Thanks @diego. This is great!

I created a follow-up ticket (T224721) for the Language team to integrate the alignments in Content translation to improve the way templates are handled by the tool. This will allow to see the effects in practice.

@KartikMistry may be interested to take a look to this, since we may want to automate this process in order to run it twice a year to update the alignments and expand to new languages.

@diego I was processing the JSON files and trying to understand the values.

image.png (342×659 px, 57 KB)

In the above mapping, I expect params that are literally same should have a score(annotated as d in json) either high or 0 if d means distance in vector space.

Another one:

image.png (440×646 px, 71 KB)

Can you please help understanding the values here?

If I understood correctly, you are asking why two exacts strings are not having distance = 0; this is because there is not string matching mechanism in this approach. Every language is trained separately, and then aligned using some words or sentences that we know that are equivalent. This is not necessarily bad, because you will find some words that are written exactly the same, but means different things in each language. However, in the examples that you show, this is just part of the noise introduced by the model.
We could add a second step, for example using Levenshtein distance, that would take advantage of string similarity , but it would work only for languages within the same scripts.
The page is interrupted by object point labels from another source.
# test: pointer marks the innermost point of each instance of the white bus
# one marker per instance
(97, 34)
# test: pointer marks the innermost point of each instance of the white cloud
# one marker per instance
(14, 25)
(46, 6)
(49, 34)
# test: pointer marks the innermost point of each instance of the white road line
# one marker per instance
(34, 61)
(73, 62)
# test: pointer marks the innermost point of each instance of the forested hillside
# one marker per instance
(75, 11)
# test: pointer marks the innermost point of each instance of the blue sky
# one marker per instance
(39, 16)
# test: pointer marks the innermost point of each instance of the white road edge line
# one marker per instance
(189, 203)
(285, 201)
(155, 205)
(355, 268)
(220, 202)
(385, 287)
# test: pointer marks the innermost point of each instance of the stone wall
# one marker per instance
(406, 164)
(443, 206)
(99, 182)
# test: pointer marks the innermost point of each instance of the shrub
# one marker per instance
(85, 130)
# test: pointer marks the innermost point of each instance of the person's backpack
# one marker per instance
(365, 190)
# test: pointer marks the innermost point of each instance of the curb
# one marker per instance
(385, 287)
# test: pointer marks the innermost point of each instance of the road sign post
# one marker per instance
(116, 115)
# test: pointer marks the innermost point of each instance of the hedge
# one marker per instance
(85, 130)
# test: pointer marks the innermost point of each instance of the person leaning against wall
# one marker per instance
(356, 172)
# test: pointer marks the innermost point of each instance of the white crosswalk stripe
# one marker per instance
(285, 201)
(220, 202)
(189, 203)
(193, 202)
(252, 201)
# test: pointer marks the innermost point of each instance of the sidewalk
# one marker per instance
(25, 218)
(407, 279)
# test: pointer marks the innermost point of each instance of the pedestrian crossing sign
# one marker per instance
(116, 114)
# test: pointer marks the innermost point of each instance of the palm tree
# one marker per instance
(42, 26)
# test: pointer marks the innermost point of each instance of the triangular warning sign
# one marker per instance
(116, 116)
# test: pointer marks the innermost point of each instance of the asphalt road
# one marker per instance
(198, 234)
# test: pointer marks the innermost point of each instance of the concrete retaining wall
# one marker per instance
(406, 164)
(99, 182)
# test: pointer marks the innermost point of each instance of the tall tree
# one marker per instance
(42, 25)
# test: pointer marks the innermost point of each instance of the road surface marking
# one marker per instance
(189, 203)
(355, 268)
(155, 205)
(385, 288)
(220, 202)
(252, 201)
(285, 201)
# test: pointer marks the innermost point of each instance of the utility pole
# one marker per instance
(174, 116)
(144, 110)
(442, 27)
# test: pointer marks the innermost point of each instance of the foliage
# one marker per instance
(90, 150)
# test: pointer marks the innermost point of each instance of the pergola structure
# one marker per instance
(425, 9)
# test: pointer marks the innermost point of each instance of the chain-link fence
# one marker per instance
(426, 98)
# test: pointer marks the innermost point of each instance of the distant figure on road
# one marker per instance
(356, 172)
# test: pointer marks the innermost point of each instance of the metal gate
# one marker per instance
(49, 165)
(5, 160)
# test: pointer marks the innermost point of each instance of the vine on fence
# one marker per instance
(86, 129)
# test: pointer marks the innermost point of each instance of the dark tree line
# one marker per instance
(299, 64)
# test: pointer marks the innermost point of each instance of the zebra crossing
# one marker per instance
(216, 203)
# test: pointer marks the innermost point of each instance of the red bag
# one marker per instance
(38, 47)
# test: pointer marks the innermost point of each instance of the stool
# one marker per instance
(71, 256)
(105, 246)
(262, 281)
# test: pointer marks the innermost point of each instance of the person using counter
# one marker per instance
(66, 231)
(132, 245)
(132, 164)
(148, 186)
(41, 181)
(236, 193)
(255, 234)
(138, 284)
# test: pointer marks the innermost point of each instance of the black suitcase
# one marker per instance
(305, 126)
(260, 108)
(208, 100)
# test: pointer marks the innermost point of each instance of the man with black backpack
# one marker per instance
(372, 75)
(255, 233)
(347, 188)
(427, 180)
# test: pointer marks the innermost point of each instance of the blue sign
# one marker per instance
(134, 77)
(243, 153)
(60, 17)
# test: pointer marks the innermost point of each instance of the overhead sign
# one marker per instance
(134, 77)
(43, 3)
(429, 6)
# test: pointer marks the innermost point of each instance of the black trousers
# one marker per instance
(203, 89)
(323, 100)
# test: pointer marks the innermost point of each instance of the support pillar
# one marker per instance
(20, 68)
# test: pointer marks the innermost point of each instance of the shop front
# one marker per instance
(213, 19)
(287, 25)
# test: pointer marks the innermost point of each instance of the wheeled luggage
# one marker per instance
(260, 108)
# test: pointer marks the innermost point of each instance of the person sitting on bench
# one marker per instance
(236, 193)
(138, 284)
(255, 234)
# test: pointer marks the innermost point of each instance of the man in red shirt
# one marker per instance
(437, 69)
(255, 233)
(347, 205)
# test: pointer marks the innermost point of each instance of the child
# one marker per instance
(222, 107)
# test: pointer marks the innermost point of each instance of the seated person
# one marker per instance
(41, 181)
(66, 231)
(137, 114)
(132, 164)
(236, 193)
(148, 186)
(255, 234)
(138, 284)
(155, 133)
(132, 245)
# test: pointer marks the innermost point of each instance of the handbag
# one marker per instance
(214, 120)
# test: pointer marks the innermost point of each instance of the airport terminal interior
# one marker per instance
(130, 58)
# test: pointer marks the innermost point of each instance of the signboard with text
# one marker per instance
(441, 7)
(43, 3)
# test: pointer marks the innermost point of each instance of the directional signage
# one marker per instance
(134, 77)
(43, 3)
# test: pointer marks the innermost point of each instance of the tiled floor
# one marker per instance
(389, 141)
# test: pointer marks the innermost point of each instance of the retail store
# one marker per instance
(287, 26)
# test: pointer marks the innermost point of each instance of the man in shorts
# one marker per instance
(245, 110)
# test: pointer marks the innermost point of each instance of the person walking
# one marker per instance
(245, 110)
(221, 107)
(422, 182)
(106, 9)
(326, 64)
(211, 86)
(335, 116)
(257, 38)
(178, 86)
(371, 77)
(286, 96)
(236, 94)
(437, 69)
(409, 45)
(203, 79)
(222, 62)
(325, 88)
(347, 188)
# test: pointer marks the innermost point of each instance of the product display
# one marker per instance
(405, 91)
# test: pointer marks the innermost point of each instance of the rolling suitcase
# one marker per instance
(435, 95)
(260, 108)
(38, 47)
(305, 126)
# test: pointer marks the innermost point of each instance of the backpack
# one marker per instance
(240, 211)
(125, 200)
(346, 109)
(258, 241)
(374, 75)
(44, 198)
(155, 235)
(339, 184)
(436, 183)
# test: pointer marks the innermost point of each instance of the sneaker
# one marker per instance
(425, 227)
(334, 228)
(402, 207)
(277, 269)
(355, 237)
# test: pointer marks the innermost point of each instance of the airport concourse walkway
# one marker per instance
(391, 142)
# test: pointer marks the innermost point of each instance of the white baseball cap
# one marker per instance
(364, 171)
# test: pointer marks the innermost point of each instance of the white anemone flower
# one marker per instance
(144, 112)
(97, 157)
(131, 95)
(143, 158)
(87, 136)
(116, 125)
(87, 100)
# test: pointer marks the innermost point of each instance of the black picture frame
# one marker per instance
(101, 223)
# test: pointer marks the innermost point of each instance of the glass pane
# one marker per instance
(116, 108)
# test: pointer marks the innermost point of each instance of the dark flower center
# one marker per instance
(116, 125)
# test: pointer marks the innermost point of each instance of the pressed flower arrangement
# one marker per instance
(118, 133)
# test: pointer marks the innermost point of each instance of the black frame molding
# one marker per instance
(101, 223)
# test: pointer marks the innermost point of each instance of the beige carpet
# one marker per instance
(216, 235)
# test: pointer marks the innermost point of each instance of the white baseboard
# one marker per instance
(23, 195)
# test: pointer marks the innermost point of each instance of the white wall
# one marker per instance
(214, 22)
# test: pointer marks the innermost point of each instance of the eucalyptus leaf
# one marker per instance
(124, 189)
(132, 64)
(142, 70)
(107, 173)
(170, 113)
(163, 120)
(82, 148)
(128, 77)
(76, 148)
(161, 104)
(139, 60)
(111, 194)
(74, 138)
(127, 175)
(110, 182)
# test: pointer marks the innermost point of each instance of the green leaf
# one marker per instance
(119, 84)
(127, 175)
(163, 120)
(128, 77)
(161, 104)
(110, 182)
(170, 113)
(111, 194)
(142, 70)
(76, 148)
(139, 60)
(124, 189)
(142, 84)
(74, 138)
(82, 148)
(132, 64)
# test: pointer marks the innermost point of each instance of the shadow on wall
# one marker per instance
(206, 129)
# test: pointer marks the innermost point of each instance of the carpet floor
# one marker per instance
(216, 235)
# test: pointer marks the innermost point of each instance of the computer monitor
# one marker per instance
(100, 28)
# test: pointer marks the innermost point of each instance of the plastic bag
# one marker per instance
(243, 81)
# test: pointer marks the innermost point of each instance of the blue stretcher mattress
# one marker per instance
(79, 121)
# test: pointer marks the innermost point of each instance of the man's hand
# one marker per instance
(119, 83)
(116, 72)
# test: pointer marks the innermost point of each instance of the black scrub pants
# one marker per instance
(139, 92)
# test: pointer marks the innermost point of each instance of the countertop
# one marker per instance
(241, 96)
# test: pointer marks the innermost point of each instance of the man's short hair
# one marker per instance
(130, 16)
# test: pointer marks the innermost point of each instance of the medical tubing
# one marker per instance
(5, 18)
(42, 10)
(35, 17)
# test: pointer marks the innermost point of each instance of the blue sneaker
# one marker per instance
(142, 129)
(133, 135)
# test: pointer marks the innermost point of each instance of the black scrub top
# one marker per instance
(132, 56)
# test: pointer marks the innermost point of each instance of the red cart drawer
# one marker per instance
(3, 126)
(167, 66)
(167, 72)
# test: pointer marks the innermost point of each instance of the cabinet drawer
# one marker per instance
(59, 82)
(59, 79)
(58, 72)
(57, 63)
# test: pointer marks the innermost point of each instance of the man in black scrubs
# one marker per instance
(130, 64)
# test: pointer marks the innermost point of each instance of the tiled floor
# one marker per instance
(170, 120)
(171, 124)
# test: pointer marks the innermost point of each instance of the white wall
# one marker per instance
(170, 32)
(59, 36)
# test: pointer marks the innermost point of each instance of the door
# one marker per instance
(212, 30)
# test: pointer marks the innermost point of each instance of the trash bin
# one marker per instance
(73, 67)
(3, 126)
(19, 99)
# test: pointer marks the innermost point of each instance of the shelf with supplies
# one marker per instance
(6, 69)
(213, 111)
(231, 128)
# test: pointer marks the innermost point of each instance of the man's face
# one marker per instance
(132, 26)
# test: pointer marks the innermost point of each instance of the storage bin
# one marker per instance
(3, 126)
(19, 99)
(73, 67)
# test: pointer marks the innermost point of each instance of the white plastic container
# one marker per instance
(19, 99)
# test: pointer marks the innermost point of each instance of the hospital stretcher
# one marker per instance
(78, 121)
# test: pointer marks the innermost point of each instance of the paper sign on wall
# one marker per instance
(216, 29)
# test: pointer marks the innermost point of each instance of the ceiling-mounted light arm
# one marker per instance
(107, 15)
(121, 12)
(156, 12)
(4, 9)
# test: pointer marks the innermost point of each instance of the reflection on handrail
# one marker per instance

If we had some training data, we could learn how to mix these two approaches and how useful would be the latter.

I will clarify my question. We wanted to use a threshold score. Any mapping below that score wont be used. When referimento and referencia has a d value 0.40, and nom, nombre has 0.29, What does these numbers mean? Can they be interpreted as quality of match between 0 and 1? Which is best matching, which is bad matching based on these values? Are they really an indicator of good or bad matching or just an internal system value that is not useful?

oh! I see, that number is distance, so 0 would be perfect match, 1 is not matching at all. I've already put a upper bound .45, so you will just see values lower than that.

@Pginer-WMF , I'm going to put this task as resolved from me side, and we can continue the follow-up somewhere else, ok?

@Pginer-WMF , I'm going to put this task as resolved from me side, and we can continue the follow-up somewhere else, ok?

Yes. Thanks for the great work, @diego.
Regarding follow-up tickets:

@diego @Pginer-WMF thanks for the earlier replies on this task. I had some annual planning and vacation stuff that drew me away for a while, but just wanted to say thanks!